Planeaba algo. Por eso me había cortado las sogas. ¿Qué pensaba hacer? Era imposible soportar la tensión. Pasaron unos minutos más y luego se oyó un fuerte estallido al otro lado del claro.

Los dos hombres saltaron y se volvieron al oír el ruido. Billy temblaba. Jim tenía la pistola y apuntaba hacia los árboles.

—¡Brennan!

El grito vino de otra dirección, y Jeff entró en el claro en el momento en que ellos se volvían rápidamente. Se oyó la explosión de un trueno, una línea de fuego, una enorme nube de humo.

Alguien gritó. Salté, y a través del humo vi que Jim Brennan se apretaba el pecho. La sangre le corría entre los dedos y su rostro era la marca de la incredulidad. Tenía los ojos desorbitados por el impacto de lo increíble. Dio otro grito de angustia, cayó de rodillas y un mar de sangre brotó cuando abrió los brazos y se desplomó sobre el tronco en el que había estado sentado hacía tan sólo unos segundos. Todavía salía humo del rifle de Jeff, pero él parecía tranquilo, casi aburrido.

Billy Brennan soltó el caballo del árbol al que estaba atado y saltó sobre la silla. La camisa roja se agitaba con cada movimiento.
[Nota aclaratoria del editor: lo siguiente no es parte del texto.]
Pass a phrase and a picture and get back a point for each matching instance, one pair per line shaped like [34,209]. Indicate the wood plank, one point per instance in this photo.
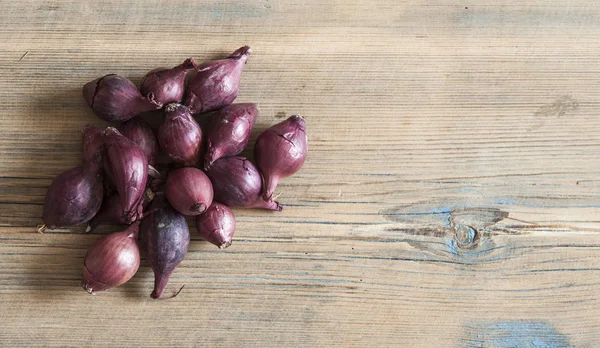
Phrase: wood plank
[450,198]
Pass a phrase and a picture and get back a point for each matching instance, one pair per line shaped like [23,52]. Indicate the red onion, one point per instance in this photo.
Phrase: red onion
[166,237]
[93,145]
[237,183]
[73,197]
[111,211]
[280,151]
[216,84]
[216,225]
[189,191]
[180,136]
[116,99]
[229,131]
[112,260]
[128,167]
[165,85]
[140,132]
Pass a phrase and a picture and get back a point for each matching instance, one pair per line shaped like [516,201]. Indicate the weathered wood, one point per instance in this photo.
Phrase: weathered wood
[450,198]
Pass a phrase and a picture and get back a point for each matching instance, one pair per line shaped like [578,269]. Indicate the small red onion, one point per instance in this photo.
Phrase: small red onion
[189,191]
[216,225]
[116,99]
[215,84]
[140,132]
[74,196]
[166,237]
[280,151]
[93,145]
[127,166]
[237,183]
[112,260]
[164,85]
[180,136]
[229,131]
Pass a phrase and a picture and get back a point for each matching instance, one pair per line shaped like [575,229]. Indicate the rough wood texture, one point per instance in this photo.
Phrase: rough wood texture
[451,196]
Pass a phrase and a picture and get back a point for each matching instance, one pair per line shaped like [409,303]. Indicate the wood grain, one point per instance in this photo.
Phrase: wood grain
[450,198]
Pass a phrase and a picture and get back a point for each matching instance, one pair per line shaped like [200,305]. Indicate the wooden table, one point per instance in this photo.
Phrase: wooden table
[451,197]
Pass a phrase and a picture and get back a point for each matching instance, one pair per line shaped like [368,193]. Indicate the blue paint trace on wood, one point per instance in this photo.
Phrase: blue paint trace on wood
[515,333]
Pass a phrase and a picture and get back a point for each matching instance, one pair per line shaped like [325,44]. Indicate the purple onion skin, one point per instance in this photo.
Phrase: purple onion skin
[166,237]
[140,132]
[180,136]
[216,225]
[280,151]
[165,85]
[112,260]
[229,131]
[128,167]
[74,196]
[93,145]
[237,183]
[116,99]
[189,191]
[216,83]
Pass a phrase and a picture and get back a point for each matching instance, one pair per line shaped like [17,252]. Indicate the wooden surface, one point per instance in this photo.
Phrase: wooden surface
[451,197]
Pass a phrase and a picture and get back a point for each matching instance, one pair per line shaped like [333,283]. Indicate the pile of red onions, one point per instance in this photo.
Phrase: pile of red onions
[151,175]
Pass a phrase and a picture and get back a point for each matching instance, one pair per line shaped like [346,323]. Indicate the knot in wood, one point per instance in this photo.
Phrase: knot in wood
[466,237]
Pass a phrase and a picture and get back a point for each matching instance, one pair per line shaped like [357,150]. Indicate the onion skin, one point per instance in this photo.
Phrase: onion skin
[112,260]
[93,145]
[180,136]
[116,99]
[237,183]
[229,131]
[127,166]
[215,84]
[140,132]
[189,191]
[216,225]
[166,237]
[74,196]
[164,85]
[280,151]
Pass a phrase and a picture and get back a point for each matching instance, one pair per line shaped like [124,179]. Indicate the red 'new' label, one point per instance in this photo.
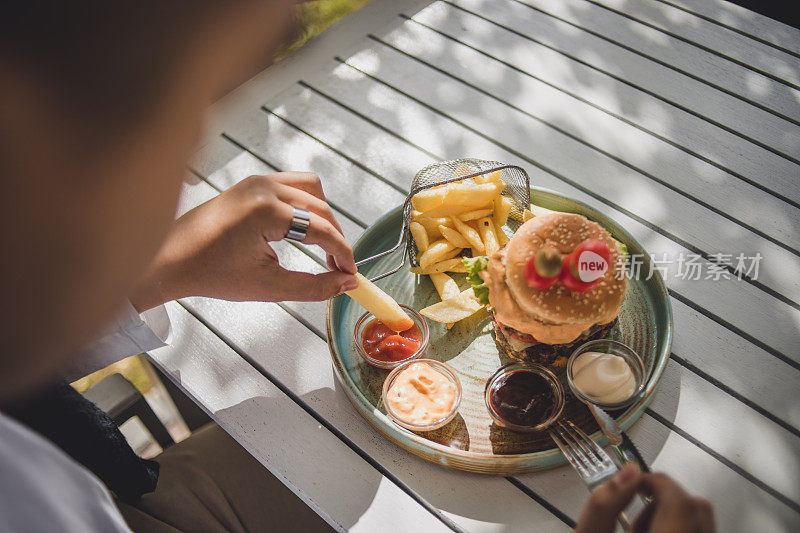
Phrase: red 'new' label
[591,266]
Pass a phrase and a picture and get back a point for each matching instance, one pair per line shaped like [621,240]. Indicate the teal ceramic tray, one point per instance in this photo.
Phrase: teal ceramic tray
[472,442]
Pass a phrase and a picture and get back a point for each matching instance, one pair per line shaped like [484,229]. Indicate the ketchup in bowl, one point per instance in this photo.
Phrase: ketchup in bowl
[389,346]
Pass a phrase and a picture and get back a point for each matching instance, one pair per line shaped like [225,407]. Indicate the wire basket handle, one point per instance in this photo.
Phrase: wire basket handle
[517,189]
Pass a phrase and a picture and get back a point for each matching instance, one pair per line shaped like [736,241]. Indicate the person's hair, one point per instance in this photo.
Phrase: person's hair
[103,59]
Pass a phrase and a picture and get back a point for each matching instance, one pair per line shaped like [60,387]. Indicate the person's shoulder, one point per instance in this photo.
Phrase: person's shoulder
[43,489]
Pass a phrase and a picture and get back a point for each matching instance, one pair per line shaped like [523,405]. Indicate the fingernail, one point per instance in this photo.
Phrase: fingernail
[627,474]
[349,285]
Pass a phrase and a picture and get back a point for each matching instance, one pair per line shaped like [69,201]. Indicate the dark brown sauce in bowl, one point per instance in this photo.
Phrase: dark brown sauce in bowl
[524,398]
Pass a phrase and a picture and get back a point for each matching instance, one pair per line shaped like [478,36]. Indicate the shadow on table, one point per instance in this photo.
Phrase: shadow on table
[272,448]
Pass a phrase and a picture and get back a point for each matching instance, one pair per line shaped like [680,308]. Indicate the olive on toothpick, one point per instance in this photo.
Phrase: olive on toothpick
[544,269]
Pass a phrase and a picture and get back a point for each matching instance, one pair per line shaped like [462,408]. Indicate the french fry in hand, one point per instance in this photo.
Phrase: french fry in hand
[380,304]
[491,177]
[442,266]
[470,234]
[502,208]
[488,235]
[447,210]
[445,285]
[454,237]
[453,309]
[420,236]
[474,215]
[435,253]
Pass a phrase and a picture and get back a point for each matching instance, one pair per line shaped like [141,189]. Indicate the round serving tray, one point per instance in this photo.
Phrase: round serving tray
[472,442]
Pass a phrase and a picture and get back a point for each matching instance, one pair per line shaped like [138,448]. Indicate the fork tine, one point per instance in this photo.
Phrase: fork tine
[586,441]
[568,452]
[589,464]
[581,444]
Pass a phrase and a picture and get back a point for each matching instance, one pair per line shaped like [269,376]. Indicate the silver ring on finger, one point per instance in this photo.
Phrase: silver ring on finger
[298,228]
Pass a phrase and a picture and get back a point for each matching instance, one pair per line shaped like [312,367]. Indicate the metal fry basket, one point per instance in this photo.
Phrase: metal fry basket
[517,190]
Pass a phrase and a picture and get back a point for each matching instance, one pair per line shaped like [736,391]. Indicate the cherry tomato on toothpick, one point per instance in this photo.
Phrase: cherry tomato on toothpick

Clavó las rodillas en el costado del animal, le dio un resonante golpe en el anca y caballo y jinete volaron hacia el bosque aun antes de que el humo del disparo se hubiera disipado.

Mientras me arrancaba la mordaza y escupía los trapos que tenía en la boca, temblaba violentamente y mis rodillas amenazaban con doblarse. No habían pasado sesenta segundos desde que la piedra que Jeff había arrojado hiciera impacto en el bosque.

Caminó lentamente hasta el hombre que yacía en el suelo.

Apoyó el pie en el cuerpo de Brennan, le dio un empujón y Brennan rodó como una débil y sucia muñeca de trapo. Jeff inspeccionó fríamente el cuerpo inerte. Yo me estremecí y volví la cabeza para no ver esa repugnante escena. Se oían los cascos de un caballo entre la fronda y el ruido se fue perdiendo en la distancia.

—Eso sí que es amor de hermano —comentó Jeff—. Ni siquiera esperó para ver si Jim estaba vivo o muerto.

—¿No vas a perseguirle?

—No es necesario. No volverá a molestarnos. Además sin el hermano que piense por él, no va a durar ni lo que canta un gallo. ¿Estás bien?

—Yo…

Cuando vio que no podía continuar, se adelantó, me cogió en sus brazos y me apretó suavemente contra él. Todavía estaba temblando, experimentando una lenta reacción que era aún peor que el horror del primer momento, y Jeff murmuraba palabras dulces para consolarme. Me aferré a él, ahora sollozando, y me acarició el cabello. Pasaron varios minutos antes de que me tranquilizara. Levanté la mirada hacia esos cálidos ojos marrones. Sonrió y me acarició la mejilla.

—Me dabas por muerto, ¿verdad? ¿Pensaste que iba a caer directamente en la trampa? No soy tonto. Imaginé que tramaban algo. Todo era demasiado simple. Estuve unos veinte minutos por los alrededores antes de decidir cómo debía actuar.

—Me estaba cepillando el cabello y… primero pensé que eran los indios y después… me sentí tan aliviada cuando vi que era un hombre blanco… Él y el hermano nos habían visto antes. El vino a investigar. Pero cuando de repente comprendí quién era, me cogió y…

—Ya ha pasado… —dijo con voz serena—. Estás agitada, pero pronto estarás bien.

—Yo estaba preocupada por ti. Pensé…

Jeff puso una mano sobre mi boca y luego me abrazó con fuerza, y me tuvo así durante un momento antes de soltarme.

Levantó la pistola de Brennan y se la metió en la cintura de los pantalones. Después miró a su alrededor para ver si había algo más que valiese la pena.

—Creo que será mejor que volvamos a nuestro campamento —dijo con naturalidad—. Es un largo paseo y todavía no hemos comido. Es posible que Billy Billy vuelva para enterrar a su hermano. ¿Te sientes mejor ahora?

Asentí con la cabeza. Todo había pasado. La pesadilla había terminado por fin.

Jeff sonrió, me rodeó los hombros con su brazo y me llevó fuera del claro. Volvía a ser el Jeff de antes, charlando alegremente mientras caminábamos por la oscuridad de los bosques.

—¿Sabes una cosa? He cazado el pavo más grande y más gordo que hayas visto en tu vida. Lo voy a limpiar, y después lo asaremos. Vamos a comer la cena más exquisita que pueda imaginarse. Estas cosas abren el apetito.